WASHINGTON -- The revised budget agreement that was passed by the House and was pending in the Senate yesterday will cost state government less money, but some members of the Maryland congressional delegation complained that the accord is still too burdensome on middle-class taxpayers and Medicare beneficiaries.
"We're adding taxes but we're not cutting spending," said Representative Helen Delich Bentley, R-Md.-2nd, who joined Representative Roy P. Dyson, D-Md.-1st, as the only members of the Maryland delegation to vote against the revised $500 billion budget package early yesterday morning.
The remaining six members of the Maryland House delegation backed the proposal, including Representative Kweisi Mfume, D-Md.-7th. Mr. Mfume voted against the earlier budget accord -- as did Representatives Bentley and Dyson -- citing the package's increases in Medicare premiums.
Before the House voted, Mr. Mfume said he found the reduced Medicare increases "helpful" but the West Baltimore Democrat said he was still concerned about how the new taxes would be achieved.
The cut in the Medicare premium increases was designed to attract liberal Democrats like Mr. Mfume. Conservatives Republicans and Democrats -- such as Mrs. Bentley and Mr. Dyson -- still would not accept the revised package.
The state, which has to pick up the rising Medicare premiums for the poor elderly, would not have to spend as much money under the new agreement, said Monica M. Healy, director of the state's Washington office. "There still will be a cost to the state, but the cost will not be as high," said Ms. Healy.

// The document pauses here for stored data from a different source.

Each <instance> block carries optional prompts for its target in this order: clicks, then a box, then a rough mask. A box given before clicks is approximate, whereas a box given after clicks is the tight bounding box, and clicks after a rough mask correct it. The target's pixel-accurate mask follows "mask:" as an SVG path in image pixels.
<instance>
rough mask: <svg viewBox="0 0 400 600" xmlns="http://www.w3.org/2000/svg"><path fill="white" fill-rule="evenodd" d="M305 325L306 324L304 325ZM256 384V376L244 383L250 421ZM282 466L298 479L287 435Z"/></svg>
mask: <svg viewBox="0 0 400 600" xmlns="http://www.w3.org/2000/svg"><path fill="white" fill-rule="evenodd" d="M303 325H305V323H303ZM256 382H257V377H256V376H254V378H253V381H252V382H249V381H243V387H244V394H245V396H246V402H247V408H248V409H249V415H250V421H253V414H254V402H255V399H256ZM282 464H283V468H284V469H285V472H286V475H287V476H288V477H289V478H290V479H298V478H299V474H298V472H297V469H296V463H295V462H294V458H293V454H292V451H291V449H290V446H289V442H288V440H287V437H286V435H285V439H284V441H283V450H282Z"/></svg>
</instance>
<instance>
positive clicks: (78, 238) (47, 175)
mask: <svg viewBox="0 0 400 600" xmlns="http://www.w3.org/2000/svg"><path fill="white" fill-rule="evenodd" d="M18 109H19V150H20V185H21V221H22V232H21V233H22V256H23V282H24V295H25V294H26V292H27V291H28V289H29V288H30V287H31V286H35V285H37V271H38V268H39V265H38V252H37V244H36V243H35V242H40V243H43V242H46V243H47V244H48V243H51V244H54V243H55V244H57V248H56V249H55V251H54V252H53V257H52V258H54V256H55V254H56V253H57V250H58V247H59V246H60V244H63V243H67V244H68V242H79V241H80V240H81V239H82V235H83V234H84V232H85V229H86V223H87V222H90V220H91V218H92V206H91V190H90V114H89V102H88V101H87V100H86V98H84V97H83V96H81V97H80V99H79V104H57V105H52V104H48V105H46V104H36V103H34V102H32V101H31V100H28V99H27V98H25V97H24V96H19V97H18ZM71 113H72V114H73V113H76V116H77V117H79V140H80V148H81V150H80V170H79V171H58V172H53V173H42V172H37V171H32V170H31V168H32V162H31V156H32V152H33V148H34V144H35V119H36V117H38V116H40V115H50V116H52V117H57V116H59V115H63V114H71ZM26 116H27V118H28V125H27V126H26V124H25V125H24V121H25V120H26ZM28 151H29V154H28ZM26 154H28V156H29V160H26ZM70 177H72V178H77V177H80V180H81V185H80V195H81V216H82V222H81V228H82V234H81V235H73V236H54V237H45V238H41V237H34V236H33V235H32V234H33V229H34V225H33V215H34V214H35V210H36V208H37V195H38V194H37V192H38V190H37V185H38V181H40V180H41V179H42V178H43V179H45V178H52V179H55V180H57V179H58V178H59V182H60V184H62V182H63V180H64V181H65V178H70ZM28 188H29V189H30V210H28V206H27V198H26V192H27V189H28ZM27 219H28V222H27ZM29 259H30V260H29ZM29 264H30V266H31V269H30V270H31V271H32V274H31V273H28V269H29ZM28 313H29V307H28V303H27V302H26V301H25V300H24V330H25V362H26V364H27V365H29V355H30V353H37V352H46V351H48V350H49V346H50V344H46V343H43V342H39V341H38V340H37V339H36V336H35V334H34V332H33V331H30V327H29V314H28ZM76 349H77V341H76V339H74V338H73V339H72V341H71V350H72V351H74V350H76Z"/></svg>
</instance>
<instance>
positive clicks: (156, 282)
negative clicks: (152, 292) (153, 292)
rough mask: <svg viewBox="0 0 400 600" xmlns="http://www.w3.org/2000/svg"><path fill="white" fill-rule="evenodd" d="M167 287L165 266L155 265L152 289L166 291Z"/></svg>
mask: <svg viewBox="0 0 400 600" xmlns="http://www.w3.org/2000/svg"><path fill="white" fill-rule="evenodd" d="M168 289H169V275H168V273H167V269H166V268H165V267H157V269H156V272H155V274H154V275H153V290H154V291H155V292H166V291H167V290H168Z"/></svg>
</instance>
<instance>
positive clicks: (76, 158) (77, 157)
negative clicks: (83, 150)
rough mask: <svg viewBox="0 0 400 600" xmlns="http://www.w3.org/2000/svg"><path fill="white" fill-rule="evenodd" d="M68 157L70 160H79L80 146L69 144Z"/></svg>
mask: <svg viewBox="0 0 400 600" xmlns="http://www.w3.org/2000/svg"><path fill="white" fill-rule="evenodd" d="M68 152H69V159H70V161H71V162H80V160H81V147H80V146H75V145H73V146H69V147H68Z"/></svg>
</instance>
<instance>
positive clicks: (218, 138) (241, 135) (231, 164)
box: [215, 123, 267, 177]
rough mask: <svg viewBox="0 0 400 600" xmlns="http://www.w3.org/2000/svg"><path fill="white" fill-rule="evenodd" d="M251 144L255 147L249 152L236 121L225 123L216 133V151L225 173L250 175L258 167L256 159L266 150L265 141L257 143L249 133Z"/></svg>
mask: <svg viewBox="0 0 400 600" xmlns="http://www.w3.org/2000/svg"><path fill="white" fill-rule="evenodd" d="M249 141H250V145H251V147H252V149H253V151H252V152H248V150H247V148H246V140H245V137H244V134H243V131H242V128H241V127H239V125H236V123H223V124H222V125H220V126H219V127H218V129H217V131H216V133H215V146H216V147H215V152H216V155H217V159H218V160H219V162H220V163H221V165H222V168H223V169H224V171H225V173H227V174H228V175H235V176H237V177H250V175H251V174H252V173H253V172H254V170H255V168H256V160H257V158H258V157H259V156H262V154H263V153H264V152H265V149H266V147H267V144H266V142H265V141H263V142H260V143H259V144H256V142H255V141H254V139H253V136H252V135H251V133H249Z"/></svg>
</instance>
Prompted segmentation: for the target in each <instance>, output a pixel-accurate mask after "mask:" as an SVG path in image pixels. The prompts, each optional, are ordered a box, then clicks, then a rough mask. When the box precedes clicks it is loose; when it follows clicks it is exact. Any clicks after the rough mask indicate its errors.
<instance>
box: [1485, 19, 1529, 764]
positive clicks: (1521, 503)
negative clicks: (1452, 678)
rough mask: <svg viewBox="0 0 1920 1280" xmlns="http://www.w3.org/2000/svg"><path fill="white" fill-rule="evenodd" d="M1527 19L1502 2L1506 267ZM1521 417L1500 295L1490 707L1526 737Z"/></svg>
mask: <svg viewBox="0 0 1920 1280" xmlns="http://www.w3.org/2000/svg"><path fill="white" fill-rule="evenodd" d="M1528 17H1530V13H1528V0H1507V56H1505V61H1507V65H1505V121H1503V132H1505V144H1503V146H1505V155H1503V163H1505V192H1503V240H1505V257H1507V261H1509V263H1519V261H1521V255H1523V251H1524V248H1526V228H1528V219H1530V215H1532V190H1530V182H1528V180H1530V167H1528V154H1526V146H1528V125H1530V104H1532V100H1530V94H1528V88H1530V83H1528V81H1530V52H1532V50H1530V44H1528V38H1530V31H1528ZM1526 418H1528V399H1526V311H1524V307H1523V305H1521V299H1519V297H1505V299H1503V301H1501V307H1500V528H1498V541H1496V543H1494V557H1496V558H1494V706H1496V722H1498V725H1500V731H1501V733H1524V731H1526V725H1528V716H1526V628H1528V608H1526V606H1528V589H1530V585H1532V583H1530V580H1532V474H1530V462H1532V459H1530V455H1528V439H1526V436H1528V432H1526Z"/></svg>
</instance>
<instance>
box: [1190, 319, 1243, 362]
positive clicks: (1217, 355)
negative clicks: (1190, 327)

Under the initial agreement, the state estimated it would have to bear an additional $2 million for the first year of the five-year pact in costs for the poor elderly as well as another $30 million over five years for those elderly above the poverty level.
Ms. Healy said it was uncertain whether the new pact would require states to help defray the premium costs for those elderly above the poverty line.
Ms. Mikulski said she would like to see the new Medicare premiums trimmed even more, through defense cuts and higher income taxes for the wealthy.
"I am here to save Medicare, not only for my mom but for all the moms," declared Ms. Mikulski during a speech on the Senate floor yesterday afternoon.
The Maryland senator proposed the top tax rate of 33 percent for those making over $150,000 -- who now pay 28 percent -- and a 2 percent surcharge for those earning more than $500,000 each year, whom she described as "captains of industry" and "Wall Street go-go boys" as well as entertainment and sports figures.
"The sports figures in our society ought to step up to the plate and pay their fair share," she said. Her office estimated that these two income tax increases could generate as much as $77 billion over five years.
Additional money also can be saved by scrapping defense programs such as the MX missile and "star wars" -- the Strategic Defense Initiative, said Ms. Mikulski. She suggested additional cuts in domestic spending and noted that her Appropriations subcommittee cut $300 million from the National Aeronautics and Space Administration budget for the Bush administration's "Buck Rogers sci-fi project" that would send astronauts to the moon and then to Mars by the year 2040.
At the same time, Ms. Healy said the new package also does not appear to include a provision that would have changed the highway allocation formula. The change would have decreased federal money for Maryland. "We have a better chance of making sure it's not in the final package," she said.
Finally, the 12-cent rise in the gasoline tax -- part of the original proposal -- would have cost the state an estimated $89 million in revenue over the next five years because people would drive less, she said. Now sources speculate that any gas tax could be less under a new budget accord.
Ms. Healy said state officials hope that some portion of any gas tax be set aside for transportation programs. Currently the tax increase would be used to offset the deficit.